Systemversagen?
Zur Aufarbeitung problematischer polizeilicher Gewaltausübung in Deutschland
Der bis März dieses Jahres amtierende UN-Sonderberichterstatter für Folter und andere grausame, unmenschliche oder erniedrigende Behandlung, Nils Melzer, hat der Bundesrepublik bei der Aufarbeitung rechtswidriger Polizeigewalt „Systemversagen“ attestiert und festgestellt, übermäßige polizeiliche Gewaltanwendung sei in Deutschland ein „blinder Fleck“. Melzer hatte die Bundesregierung in seiner Funktion als Special Rapporteur zu einer Stellungnahme aufgefordert, nachdem er sich im Sommer 2021 besorgt über das polizeiliche Vorgehen gegen Proteste der Corona-Leugner in Berlin gezeigt hatte.
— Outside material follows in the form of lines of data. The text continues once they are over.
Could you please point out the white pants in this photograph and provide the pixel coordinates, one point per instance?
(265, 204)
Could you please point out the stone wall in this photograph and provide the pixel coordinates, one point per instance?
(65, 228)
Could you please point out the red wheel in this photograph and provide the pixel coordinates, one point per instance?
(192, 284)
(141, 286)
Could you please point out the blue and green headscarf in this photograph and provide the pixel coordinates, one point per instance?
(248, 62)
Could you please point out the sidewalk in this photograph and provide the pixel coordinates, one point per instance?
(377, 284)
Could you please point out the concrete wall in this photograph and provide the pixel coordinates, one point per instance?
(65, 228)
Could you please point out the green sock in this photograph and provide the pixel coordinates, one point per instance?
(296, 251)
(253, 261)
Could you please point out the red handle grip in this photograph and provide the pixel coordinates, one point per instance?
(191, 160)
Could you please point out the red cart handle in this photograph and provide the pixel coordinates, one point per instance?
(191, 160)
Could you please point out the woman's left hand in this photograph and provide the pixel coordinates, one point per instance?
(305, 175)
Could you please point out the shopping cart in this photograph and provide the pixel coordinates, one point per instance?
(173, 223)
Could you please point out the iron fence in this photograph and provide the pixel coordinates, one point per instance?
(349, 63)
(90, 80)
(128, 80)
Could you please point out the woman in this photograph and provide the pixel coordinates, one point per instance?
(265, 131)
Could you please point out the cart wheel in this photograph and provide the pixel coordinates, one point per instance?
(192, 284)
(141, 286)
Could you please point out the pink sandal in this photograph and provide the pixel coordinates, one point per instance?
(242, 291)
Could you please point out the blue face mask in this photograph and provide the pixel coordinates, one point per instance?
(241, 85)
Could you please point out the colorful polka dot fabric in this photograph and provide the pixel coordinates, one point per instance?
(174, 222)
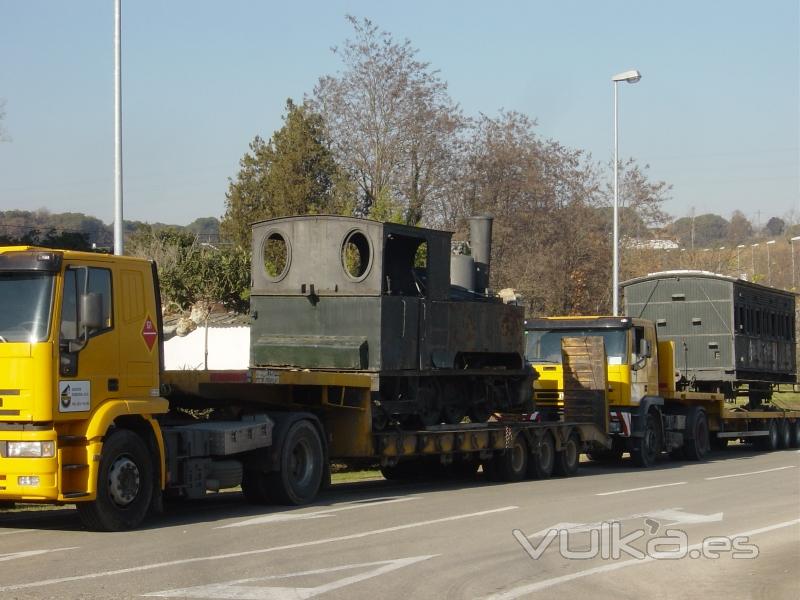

Damals war auf kursierenden Aufnahmen teils erhebliche Gewaltanwendung gegen Demonstrierende zu sehen gewesen. Die Antworten von Polizei und Regierung haben ihn nun zu einer grundsätzlichen Kritik des Umgangs mit polizeilicher Gewalt in Deutschland veranlasst.1)
Zwischen unmittelbarem Zwang und rechtswidriger Polizeigewalt
Melzer benennt zahlreiche Szenen, in denen Polizist:innen eindeutig exzessive Gewalt angewandt hätten. So würden Menschen, die lediglich verbal protestierten, in schmerzhafte Polizeigriffe gezwungen, andere brutal zu Boden gebracht, obwohl die Situation eigentlich bereits unter Kontrolle gewesen sei, und ein Mann, der nach einem Redebeitrag in Ruhe auf dem Fahrrad davonfahre, werde ohne Vorwarnung von hinten ins Genick geschlagen und zu Boden geworfen. In einem weiteren Fall geht es um einen Polizisten, der auf einer fixierten, blutüberströmten und regungslosen Person kniee und auf diese einprügele. Es handelt sich bei diesen Beispielen laut Melzer nicht um Einzelfälle, sondern um einen „besorgniserregenden Trend“.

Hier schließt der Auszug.